Winners of the First International Cherry Blossom Prediction Competition

Over eighty contestants entered the competition across four continents.

We challenged students, researchers, and citizen scientists to predict the peak bloom date of cherry trees at four locations around the world: Washington D.C., USA; Kyoto, Japan; Vancouver, Canada; and Liestal-Weideli, Switzerland. While cherry trees are blooming earlier over the last four decades as the climate warms, complex weather patterns make annual prediction extremely difficult. Over eighty contestants across four continents formed forty-one teams to take up our challenge to build statistical models that produce accurate and interpretable predictions. Their work was reviewed by an independent panel of judges, and after two rounds of review, we are thrilled to announce the winners.

The results are in!

This year, five teams won awards in three categories: most accurate prediction, best model, and best narrative. The team members will share more than $5,000 in total prize money.
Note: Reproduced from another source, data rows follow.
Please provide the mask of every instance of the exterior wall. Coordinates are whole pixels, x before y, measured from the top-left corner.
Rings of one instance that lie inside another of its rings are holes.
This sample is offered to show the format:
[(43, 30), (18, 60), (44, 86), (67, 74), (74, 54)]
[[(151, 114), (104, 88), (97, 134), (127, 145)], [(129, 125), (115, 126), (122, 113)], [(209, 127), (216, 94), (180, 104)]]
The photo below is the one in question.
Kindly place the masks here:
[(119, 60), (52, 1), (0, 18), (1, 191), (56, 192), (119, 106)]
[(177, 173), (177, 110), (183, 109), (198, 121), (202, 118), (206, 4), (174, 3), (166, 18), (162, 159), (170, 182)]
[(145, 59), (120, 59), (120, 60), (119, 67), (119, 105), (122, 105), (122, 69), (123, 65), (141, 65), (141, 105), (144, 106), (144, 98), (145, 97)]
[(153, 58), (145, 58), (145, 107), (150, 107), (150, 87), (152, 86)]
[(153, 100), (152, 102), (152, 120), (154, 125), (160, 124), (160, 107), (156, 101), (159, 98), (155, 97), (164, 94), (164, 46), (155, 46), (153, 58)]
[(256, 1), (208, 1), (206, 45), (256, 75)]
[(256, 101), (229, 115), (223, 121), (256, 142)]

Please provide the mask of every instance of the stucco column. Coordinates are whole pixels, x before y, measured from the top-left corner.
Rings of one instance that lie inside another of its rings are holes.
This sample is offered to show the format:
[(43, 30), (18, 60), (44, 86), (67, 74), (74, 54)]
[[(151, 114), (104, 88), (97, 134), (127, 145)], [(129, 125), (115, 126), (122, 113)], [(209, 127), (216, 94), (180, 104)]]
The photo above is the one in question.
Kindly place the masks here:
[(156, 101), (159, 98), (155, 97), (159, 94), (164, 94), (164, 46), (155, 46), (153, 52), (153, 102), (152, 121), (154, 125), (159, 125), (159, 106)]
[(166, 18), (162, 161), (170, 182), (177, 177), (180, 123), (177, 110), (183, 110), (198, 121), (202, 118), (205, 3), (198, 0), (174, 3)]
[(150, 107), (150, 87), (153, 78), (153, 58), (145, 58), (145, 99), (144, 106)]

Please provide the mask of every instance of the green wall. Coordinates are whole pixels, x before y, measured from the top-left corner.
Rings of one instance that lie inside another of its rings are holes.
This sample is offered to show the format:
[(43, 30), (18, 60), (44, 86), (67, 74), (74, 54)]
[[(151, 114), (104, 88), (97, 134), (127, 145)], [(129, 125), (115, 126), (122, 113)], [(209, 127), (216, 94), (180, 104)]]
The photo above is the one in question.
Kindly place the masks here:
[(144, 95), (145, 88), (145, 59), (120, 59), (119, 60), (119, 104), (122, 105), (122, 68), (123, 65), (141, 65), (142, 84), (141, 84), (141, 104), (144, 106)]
RStudio Award for Most Accurate Prediction goes to Sara Alhassani and D.J. Grant

Sara and D.J. submitted the most accurate forecast. Their average prediction was within three days of the actual bloom date. To create their predictions, the team collected data on the amount of air pollution in each city (specifically fine particulate matter, PM2.5 from Berkeley Earth) and combined it with temperature data from the National Oceanic and Atmospheric Administration (NOAA). Congratulations Sara and D.J.!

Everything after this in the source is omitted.